Which leads naturally to the next book.
2. Small Giants — Bo Burlingham
At some point, many successful businesses hit a familiar inflection point. Growth accelerates. Interest from buyers appears. Capital becomes available. And the dominant narrative becomes: sell, scale, dilute, or all three.
Small Giants pushes back on that assumption.
The book profiles companies that actively chose not to become large, publicly traded corporations—but instead focused on being exceptional within a niche. Profitable, durable, purpose‑driven, and deeply rooted in relationships with employees, customers, and suppliers.
What resonated with me is the idea that profitability matters—but it doesn’t have to be the purpose. Some companies choose to maximize impact, quality, or community rather than shareholder value alone.
There’s a real power in deciding:
To control your growth
To remain privately held
To be the place everyone wants to work
Or to be unequivocally the best at one thing
This book confirmed something I’d already felt: selling is not the only definition of success, even when it’s the loudest one.
3. The Advantage — Patrick Lencioni
If I were forced to recommend a single book to small business owners, this would likely be it.
Lencioni argues that organizational health—not strategy, finance, or technology—is the ultimate competitive advantage. And that health is built through a surprisingly simple (and difficult) discipline: clarity.
The model is practical:
Build a cohesive leadership team
Create clarity around purpose, values, strategy, and roles
Communicate that clarity relentlessly
Reinforce it through systems and decision‑making
What stuck with me most was the tremendous value of eliminating unnecessary noise.
In difficult times, this book taught me to ask a simple question:
“What’s most important right now?”
That question became a rallying point. It allowed leadership teams to cut through distraction, move faster, and make decisions with confidence—even when conditions were far from ideal.
Organizational health isn’t soft. It’s structural.
A Few More I Often Recommend
There are many more, but a few others that consistently come up in conversation:
Start With Why — Simon Sinek
Good to Great — Jim Collins
Radical Candor — Kim Scott
Scaling Up — Verne Harnish
Each approaches leadership from a different angle, but all share a respect for intentional growth and human systems.
A Final Note on Reading as an Owner
One thing these books have in common is that they reward rereading. Their meaning changes depending on where you are in the life of a business.
Right now, I’m re‑reading Work Rules! with a more complicated set of questions than I had the first time around. I’m trying to understand how much of its thinking still holds in an era defined by mass layoffs and persistent uncertainty. Since 2020, many employees have operated with a baseline level of fear—jobs feel less durable, careers more transitory, and trust in employers harder to earn and easier to lose. While there are still organizations investing seriously in great cultures, the relentless pressure for higher profits and rising stock prices has made it harder to inspire people, ask for real buy‑in, and lead with confidence. That doesn’t make the ideas in Work Rules! obsolete—but it does make them harder, and arguably more important, to apply well.
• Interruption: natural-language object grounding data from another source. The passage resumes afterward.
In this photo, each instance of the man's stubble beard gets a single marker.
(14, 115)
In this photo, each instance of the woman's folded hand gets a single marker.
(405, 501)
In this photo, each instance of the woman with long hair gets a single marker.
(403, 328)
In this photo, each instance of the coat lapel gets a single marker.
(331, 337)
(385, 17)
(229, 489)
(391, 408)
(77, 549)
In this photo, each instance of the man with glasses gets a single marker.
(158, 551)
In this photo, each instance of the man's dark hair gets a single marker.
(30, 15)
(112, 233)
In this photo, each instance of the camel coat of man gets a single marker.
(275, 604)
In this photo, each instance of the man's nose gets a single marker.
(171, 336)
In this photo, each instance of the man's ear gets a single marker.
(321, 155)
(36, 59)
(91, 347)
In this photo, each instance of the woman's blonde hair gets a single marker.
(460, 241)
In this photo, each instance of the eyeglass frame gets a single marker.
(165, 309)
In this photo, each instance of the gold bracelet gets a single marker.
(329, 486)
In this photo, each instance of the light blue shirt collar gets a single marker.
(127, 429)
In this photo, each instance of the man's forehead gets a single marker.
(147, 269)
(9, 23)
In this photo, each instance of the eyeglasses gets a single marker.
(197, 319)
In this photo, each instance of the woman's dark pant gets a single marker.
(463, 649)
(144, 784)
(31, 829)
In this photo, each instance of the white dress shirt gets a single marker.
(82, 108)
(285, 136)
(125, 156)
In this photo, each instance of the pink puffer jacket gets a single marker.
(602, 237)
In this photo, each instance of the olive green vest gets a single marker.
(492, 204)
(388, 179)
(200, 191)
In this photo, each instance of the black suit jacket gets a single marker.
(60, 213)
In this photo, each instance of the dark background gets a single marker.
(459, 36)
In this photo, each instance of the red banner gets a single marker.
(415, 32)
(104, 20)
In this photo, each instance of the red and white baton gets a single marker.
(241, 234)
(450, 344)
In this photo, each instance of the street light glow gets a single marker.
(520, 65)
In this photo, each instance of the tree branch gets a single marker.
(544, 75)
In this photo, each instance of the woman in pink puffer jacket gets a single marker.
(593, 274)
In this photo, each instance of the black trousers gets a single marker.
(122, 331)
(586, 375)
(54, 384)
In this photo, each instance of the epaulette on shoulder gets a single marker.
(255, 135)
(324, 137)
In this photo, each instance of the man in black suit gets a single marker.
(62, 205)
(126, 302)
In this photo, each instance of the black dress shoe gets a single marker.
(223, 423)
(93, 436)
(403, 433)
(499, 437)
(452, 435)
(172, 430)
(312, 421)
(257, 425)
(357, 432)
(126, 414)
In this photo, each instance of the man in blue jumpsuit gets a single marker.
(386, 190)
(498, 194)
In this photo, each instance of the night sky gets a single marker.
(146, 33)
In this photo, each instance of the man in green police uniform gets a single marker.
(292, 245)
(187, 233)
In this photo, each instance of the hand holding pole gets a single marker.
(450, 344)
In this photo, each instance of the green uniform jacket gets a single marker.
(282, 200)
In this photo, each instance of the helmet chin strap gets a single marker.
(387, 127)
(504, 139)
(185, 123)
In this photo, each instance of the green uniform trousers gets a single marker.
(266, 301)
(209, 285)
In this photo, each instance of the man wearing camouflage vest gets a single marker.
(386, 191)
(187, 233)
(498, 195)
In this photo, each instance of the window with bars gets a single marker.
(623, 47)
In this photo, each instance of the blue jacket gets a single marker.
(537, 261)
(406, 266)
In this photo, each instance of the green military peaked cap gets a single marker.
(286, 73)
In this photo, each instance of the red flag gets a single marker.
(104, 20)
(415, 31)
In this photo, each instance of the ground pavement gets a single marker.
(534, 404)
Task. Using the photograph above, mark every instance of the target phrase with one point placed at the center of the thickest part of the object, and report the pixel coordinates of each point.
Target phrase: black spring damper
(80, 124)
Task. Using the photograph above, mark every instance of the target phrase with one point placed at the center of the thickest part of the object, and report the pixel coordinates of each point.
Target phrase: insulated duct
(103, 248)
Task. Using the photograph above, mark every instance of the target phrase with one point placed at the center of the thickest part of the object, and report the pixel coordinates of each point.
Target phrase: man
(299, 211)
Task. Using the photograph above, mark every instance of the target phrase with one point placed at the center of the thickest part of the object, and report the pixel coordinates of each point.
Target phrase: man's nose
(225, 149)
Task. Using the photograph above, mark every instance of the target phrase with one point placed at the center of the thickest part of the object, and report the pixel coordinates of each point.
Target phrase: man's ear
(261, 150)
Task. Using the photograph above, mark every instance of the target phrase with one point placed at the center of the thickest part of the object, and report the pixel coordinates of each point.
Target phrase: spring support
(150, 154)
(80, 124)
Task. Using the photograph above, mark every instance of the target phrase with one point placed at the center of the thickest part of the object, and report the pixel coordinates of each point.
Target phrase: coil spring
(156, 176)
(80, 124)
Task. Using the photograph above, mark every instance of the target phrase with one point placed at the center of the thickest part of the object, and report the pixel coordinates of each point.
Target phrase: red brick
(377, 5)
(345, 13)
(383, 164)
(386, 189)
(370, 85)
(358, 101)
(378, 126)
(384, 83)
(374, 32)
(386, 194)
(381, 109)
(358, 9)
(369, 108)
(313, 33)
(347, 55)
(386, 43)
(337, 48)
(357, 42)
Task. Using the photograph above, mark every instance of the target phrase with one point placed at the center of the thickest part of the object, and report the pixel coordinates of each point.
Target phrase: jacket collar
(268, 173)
For owners and leaders, continued reading isn’t self‑improvement as a hobby. It’s a way to sharpen judgment—to borrow pattern recognition instead of learning everything the hard way.
Running a business rarely leaves much spare time. But the right books have a way of paying that time back many times over.
If you’re building, leading, or deciding what kind of company you actually want to run, these are a good place to start.